Special to The Freeman

Sept. 29, 2014

MILWAUKEE – The Human and Molecular Genetics Center at the Medical College of Wisconsin, in collaboration with Illumina, is selected as one of two National Institutes of Health genomic sequencing sites for the Undiagnosed Disease Network.

This network was created to use DNA sequencing and other strategies to advance laboratory and clinical research as well as aid in the diagnosis and treatment of patients with rare diseases.

Howard J. Jacob, Ph.D., the professor of genetics at the medical college and director of the project, is the primary investigator on the four-year $2.5 million grant.

Tina Hambuch, Ph.D., a clinical director at Illumina, is co-primary investigator, along with Elizabeth Worthey, Ph.D., assistant professor of pediatrics and director of genomic informatics at the medical college.

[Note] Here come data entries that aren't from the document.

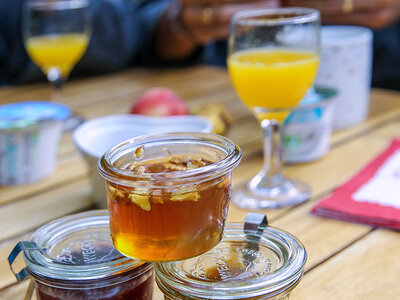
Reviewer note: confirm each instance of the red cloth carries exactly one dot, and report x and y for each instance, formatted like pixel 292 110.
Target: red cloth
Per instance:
pixel 341 206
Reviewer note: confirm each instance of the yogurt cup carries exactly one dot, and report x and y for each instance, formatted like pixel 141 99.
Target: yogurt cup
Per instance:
pixel 95 137
pixel 29 136
pixel 307 131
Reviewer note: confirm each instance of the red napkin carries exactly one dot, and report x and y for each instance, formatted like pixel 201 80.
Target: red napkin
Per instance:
pixel 372 196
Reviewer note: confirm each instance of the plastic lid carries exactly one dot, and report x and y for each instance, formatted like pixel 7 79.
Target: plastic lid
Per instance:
pixel 24 114
pixel 242 265
pixel 77 248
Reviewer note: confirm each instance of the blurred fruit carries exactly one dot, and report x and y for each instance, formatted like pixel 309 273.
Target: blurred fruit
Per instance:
pixel 218 115
pixel 159 102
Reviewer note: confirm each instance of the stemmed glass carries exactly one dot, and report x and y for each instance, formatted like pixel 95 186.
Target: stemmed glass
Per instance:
pixel 56 35
pixel 273 59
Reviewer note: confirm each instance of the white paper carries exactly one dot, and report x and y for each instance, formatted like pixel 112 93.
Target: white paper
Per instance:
pixel 384 187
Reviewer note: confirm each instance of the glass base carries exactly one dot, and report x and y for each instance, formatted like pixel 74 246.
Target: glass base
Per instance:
pixel 275 192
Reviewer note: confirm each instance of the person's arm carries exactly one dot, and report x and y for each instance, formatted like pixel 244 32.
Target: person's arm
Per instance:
pixel 116 38
pixel 188 24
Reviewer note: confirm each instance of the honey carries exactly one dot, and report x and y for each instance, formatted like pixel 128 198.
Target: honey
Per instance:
pixel 158 224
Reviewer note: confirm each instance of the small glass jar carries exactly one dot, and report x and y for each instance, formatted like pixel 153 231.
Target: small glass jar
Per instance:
pixel 168 194
pixel 74 258
pixel 261 263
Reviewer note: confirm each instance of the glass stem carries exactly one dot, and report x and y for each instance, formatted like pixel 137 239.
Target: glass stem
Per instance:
pixel 272 152
pixel 55 77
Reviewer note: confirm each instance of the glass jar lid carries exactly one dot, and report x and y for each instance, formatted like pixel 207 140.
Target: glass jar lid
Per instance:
pixel 266 262
pixel 77 249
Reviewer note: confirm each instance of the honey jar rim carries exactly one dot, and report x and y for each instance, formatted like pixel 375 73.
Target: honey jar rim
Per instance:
pixel 108 171
pixel 110 269
pixel 172 278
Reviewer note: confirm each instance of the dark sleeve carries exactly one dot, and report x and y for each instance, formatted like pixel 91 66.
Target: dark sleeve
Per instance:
pixel 117 36
pixel 386 67
pixel 13 58
pixel 151 12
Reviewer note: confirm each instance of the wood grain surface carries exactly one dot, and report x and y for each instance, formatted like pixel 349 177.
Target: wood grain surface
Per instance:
pixel 345 260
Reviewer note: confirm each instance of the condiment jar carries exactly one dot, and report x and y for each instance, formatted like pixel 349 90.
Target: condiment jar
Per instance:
pixel 29 135
pixel 74 258
pixel 254 261
pixel 177 211
pixel 306 133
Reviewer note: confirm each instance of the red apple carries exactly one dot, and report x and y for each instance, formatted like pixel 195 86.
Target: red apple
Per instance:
pixel 159 102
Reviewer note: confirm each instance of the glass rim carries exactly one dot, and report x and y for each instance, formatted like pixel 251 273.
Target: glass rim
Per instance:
pixel 111 173
pixel 280 282
pixel 57 4
pixel 46 268
pixel 303 15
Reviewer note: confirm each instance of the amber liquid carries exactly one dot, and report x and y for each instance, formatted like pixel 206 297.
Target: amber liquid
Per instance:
pixel 159 225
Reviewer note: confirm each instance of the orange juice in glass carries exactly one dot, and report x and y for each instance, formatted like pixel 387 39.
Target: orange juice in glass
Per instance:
pixel 56 35
pixel 272 60
pixel 60 51
pixel 272 78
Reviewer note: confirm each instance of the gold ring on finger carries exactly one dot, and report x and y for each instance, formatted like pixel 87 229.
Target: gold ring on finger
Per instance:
pixel 207 15
pixel 348 6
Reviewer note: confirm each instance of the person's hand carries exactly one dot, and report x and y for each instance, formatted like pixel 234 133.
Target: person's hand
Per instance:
pixel 207 20
pixel 370 13
pixel 188 24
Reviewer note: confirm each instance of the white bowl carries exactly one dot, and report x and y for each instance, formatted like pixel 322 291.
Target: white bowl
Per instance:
pixel 95 137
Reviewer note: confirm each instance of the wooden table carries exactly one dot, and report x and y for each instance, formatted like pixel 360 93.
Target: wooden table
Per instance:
pixel 346 261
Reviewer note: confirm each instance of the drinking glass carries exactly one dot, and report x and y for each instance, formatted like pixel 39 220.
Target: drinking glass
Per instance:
pixel 56 35
pixel 272 60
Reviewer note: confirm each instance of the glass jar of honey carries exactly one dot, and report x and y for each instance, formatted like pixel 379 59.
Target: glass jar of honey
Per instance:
pixel 168 194
pixel 258 262
pixel 74 258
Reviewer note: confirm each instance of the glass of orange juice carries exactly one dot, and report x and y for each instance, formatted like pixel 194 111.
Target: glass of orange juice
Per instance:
pixel 272 60
pixel 56 35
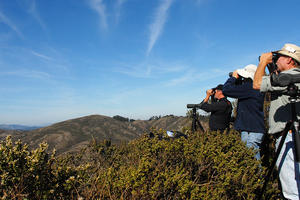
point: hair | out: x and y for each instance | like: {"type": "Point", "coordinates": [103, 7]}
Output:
{"type": "Point", "coordinates": [296, 63]}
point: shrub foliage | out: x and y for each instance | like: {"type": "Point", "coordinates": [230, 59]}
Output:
{"type": "Point", "coordinates": [202, 166]}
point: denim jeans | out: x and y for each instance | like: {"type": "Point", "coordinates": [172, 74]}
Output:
{"type": "Point", "coordinates": [252, 140]}
{"type": "Point", "coordinates": [288, 168]}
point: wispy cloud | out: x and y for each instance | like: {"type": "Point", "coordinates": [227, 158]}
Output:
{"type": "Point", "coordinates": [100, 8]}
{"type": "Point", "coordinates": [157, 26]}
{"type": "Point", "coordinates": [150, 69]}
{"type": "Point", "coordinates": [27, 74]}
{"type": "Point", "coordinates": [4, 19]}
{"type": "Point", "coordinates": [191, 75]}
{"type": "Point", "coordinates": [41, 55]}
{"type": "Point", "coordinates": [35, 14]}
{"type": "Point", "coordinates": [118, 7]}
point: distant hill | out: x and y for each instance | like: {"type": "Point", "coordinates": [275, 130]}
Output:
{"type": "Point", "coordinates": [72, 135]}
{"type": "Point", "coordinates": [17, 127]}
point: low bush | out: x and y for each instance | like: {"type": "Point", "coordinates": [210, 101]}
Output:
{"type": "Point", "coordinates": [207, 165]}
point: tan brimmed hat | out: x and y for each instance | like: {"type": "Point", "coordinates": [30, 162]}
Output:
{"type": "Point", "coordinates": [290, 50]}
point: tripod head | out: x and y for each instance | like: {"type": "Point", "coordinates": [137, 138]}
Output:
{"type": "Point", "coordinates": [195, 121]}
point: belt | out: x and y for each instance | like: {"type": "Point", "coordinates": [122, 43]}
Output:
{"type": "Point", "coordinates": [279, 134]}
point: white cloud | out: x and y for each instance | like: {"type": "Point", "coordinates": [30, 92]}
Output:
{"type": "Point", "coordinates": [150, 69]}
{"type": "Point", "coordinates": [100, 8]}
{"type": "Point", "coordinates": [157, 26]}
{"type": "Point", "coordinates": [27, 74]}
{"type": "Point", "coordinates": [34, 13]}
{"type": "Point", "coordinates": [41, 55]}
{"type": "Point", "coordinates": [4, 19]}
{"type": "Point", "coordinates": [118, 7]}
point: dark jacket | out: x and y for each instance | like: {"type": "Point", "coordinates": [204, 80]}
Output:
{"type": "Point", "coordinates": [250, 115]}
{"type": "Point", "coordinates": [220, 113]}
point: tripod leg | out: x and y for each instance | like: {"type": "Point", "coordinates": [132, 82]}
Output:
{"type": "Point", "coordinates": [285, 132]}
{"type": "Point", "coordinates": [200, 126]}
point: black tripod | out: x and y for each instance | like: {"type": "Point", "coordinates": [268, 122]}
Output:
{"type": "Point", "coordinates": [291, 125]}
{"type": "Point", "coordinates": [196, 121]}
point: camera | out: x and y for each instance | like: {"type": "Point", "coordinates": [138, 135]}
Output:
{"type": "Point", "coordinates": [272, 67]}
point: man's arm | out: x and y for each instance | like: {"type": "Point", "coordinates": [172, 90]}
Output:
{"type": "Point", "coordinates": [265, 59]}
{"type": "Point", "coordinates": [208, 94]}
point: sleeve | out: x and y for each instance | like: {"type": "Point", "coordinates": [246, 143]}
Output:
{"type": "Point", "coordinates": [232, 90]}
{"type": "Point", "coordinates": [266, 85]}
{"type": "Point", "coordinates": [215, 106]}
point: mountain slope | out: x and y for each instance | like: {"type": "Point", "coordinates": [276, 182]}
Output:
{"type": "Point", "coordinates": [72, 135]}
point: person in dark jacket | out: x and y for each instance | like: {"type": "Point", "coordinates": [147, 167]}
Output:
{"type": "Point", "coordinates": [220, 109]}
{"type": "Point", "coordinates": [250, 117]}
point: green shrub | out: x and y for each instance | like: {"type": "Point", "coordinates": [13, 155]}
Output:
{"type": "Point", "coordinates": [206, 165]}
{"type": "Point", "coordinates": [203, 166]}
{"type": "Point", "coordinates": [34, 174]}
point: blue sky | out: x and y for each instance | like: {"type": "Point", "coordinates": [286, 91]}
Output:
{"type": "Point", "coordinates": [62, 59]}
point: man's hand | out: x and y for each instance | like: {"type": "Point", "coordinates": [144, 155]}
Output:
{"type": "Point", "coordinates": [209, 92]}
{"type": "Point", "coordinates": [266, 58]}
{"type": "Point", "coordinates": [235, 74]}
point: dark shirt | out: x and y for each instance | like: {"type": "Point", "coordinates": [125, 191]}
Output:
{"type": "Point", "coordinates": [250, 115]}
{"type": "Point", "coordinates": [220, 113]}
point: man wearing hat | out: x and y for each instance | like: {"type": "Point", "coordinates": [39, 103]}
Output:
{"type": "Point", "coordinates": [250, 116]}
{"type": "Point", "coordinates": [220, 109]}
{"type": "Point", "coordinates": [280, 113]}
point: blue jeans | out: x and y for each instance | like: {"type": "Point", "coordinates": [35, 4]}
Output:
{"type": "Point", "coordinates": [252, 140]}
{"type": "Point", "coordinates": [288, 168]}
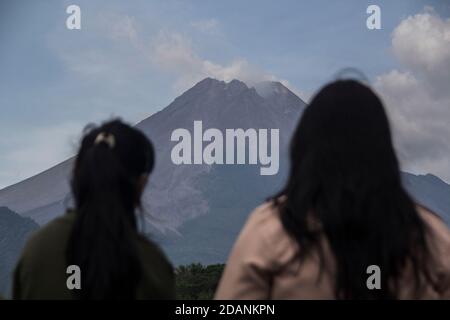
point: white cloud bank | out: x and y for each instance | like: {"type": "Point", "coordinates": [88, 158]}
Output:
{"type": "Point", "coordinates": [418, 97]}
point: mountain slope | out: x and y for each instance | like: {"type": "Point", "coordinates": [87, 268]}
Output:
{"type": "Point", "coordinates": [197, 210]}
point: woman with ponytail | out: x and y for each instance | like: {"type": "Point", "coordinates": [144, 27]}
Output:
{"type": "Point", "coordinates": [100, 235]}
{"type": "Point", "coordinates": [343, 226]}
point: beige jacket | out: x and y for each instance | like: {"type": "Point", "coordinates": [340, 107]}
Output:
{"type": "Point", "coordinates": [263, 263]}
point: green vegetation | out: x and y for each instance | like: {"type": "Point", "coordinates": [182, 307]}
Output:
{"type": "Point", "coordinates": [197, 282]}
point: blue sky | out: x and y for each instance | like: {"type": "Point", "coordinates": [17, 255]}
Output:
{"type": "Point", "coordinates": [132, 58]}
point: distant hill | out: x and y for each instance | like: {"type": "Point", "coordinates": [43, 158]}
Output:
{"type": "Point", "coordinates": [198, 210]}
{"type": "Point", "coordinates": [14, 231]}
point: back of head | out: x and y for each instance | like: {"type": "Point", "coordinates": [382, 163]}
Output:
{"type": "Point", "coordinates": [345, 174]}
{"type": "Point", "coordinates": [109, 173]}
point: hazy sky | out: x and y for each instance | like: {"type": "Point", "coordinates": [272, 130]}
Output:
{"type": "Point", "coordinates": [132, 58]}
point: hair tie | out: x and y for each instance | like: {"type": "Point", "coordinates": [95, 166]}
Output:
{"type": "Point", "coordinates": [107, 138]}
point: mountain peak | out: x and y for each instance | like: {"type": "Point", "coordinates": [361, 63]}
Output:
{"type": "Point", "coordinates": [269, 88]}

The Undiagnosed Disease Network identified six clinical sites in summer 2014 in which patients with rare disease will be identified for genetic sequencing.

The genetics center at the medical college is tasked with performing whole genome sequencing on 1,650 patients and family members referred by those sites, over the period of four years.

Illumina’s role as an industry collaborator will be to develop protocols, algorithms, quality improvements and to act as a partner in streamlining the sequencing process.